I would like to integrate $$ \int d^3 \vec{k} \int d^3 \vec{q} \frac{1}{q^2} $$ under the condition that $$ |\vec{k}| \leq A\ \ \ \text{and}\ \ \ |\vec{k} + \vec{q}| \leq A$$ where $A$ is some constant.
Is this executable? I have no idea how to handle (angle term of) the second condition.
On
The integral wrt $\mathbf k$ is the volume of the intersection of two balls centered at the origin and at $-\mathbf q$. The formula for the volume of a solid of revolution gives $$V = 2 \pi \int_{q/2}^A (A^2 - x^2) dx \, [q < 2 A] = \frac \pi {12} (q + 4 A) (q - 2 A)^2 \, [q < 2 A].$$ Then the original integral is $$2 \pi \int_0^{2 A} \int_0^\pi V \sin \theta \, d\theta dq = 4 \pi^2 A^4.$$
This integral is in fact analytically tractable.
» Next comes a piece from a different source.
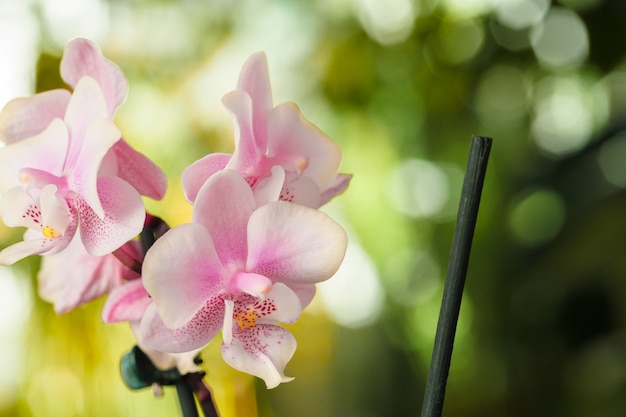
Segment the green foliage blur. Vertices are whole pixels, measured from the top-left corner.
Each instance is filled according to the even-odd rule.
[[[0,32],[0,95],[62,87],[75,36],[118,63],[116,121],[168,174],[147,206],[172,226],[182,170],[232,151],[220,98],[255,51],[275,102],[342,147],[354,179],[325,210],[345,268],[289,327],[293,382],[268,391],[209,345],[223,417],[420,415],[472,134],[494,143],[444,416],[623,415],[626,2],[0,1]],[[0,269],[0,416],[180,415],[174,391],[123,385],[133,339],[104,300],[56,317],[37,297],[38,262]]]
Denote $|\mathbf{k}|=k$ for any vector and first consider a change of variables $\mathbf{q+k}=R\mathbf{p}$, $R^TR=1$ such that $R^T\mathbf{k}=k\mathbf{\hat{z}}$ and then regular spherical coordinates. Then we obtain
$$\int_{|\mathbf{q}+\mathbf{k}|\leq A} d^3q\frac{1}{q^2}=\int_{p\leq A} d^3p\frac{1}{(\mathbf{p}-k\mathbf{\hat{z}})^2}=2\pi\int_0^Aq^2dq\int_{-1}^1d(\cos\theta)\frac{1}{q^2+k^2-2qk\cos\theta}\\=\frac{2\pi}{k}\int_0^Aqdq\ln\Big|\frac{q+k}{q-k}\Big|=\frac{\pi A^2}{k}\big(\ln\frac{A+k}{A-k}+1+\frac{k^2}{A^2}\ln\frac{A^2-k^2}{k^2}\Big)$$
This can be integrated once again without problem in spherical coordinates,since it depends only on the magnitude of the vector $\mathbf{k}$:
$$\int_{k\leq A}d^3k \frac{\pi A^2}{k}\big(\ln\frac{A+k}{A-k}+1+\frac{k^2}{A^2}\ln\frac{A^2-k^2}{k^2}\Big)\\=4\pi^2 A^4\int_{0}^1 xdx\Big(\ln\frac{1+x}{1-x}+1+x^2\ln\frac{1-x^2}{x^2}\Big)=4\pi^2A^4(\frac{5}{6}-\frac{2}{3}\ln2)$$
I haven't checked these integrals against Alpha, so I am accepting corrections :)